Jebel Attuf is one of those special summits. Not because of altitude, nor difficulty. Its surroundings and its history make it special. Jebel Attuf stands right in the middle of the ruins of Petra, the pink city of the nabateans, who used it as a privileged spot for sacrifices to their divinities. The archaeological remains of the worship facilities are still up there, well preserved, and –moreover- the climb along a narrow rocky gorge will offer you a fine opportunity to step out of the most crowded lower areas of magnificent Petra.
Wadi Musa is the closest village to the ruins of Petra. It’s placed over 250 km south of Amman, where the closest international airport can be found. I guess there should be no problem at all to join a tourist group heading there (that’s what I did!), as the place is usually visited by a lot of people. Hiring a taxi or using a car rental company seem to be the basic possibilities to reach the place if you’d rather travel on your own. I’m not aware of any other possibilities, but will be glad to include here any additional information provided by readers of this page.
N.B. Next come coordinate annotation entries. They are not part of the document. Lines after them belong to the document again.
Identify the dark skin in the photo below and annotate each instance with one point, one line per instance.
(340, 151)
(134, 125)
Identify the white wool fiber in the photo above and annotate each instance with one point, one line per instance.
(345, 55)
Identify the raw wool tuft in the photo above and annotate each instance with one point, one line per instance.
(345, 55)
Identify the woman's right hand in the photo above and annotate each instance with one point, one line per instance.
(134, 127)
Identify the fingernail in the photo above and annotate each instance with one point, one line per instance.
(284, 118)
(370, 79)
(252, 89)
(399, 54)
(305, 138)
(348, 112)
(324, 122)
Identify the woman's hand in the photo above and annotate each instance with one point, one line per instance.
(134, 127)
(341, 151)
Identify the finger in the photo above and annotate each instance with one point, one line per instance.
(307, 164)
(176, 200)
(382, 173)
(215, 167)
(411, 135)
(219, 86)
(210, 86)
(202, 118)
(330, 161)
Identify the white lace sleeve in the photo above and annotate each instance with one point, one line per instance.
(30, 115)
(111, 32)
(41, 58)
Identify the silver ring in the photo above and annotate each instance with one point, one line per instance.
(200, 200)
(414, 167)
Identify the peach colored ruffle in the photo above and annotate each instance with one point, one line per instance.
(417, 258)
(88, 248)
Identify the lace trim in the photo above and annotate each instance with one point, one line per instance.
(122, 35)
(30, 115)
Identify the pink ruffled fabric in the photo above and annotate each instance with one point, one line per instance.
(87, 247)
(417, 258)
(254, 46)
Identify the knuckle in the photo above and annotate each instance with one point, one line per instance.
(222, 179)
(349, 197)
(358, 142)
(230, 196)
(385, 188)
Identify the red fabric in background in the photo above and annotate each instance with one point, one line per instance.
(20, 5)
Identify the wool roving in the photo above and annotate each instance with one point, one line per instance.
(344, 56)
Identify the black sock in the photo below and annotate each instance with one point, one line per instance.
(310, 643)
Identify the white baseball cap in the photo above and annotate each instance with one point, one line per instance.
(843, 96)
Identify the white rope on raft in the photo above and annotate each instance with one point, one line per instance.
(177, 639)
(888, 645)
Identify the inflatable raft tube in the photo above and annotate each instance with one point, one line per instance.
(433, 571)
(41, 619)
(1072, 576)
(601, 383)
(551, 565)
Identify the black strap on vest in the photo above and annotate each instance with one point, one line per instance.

Red TapeThere’s not much to be said here. Basically, three main data are to be kept in mind:
- pay the entrance ticket to the Petra archaeological site (obviously!)
- shoes should not be a big worry, but you’ll be glad to wear strong ones with a resistant, non-slippery sole
- Petra is usually a hot place, and the summit of Jebel Attuf is still a summit. Better start along the climb early in the morning, carry enough water and always wear a hat, sunglasses and sun protection.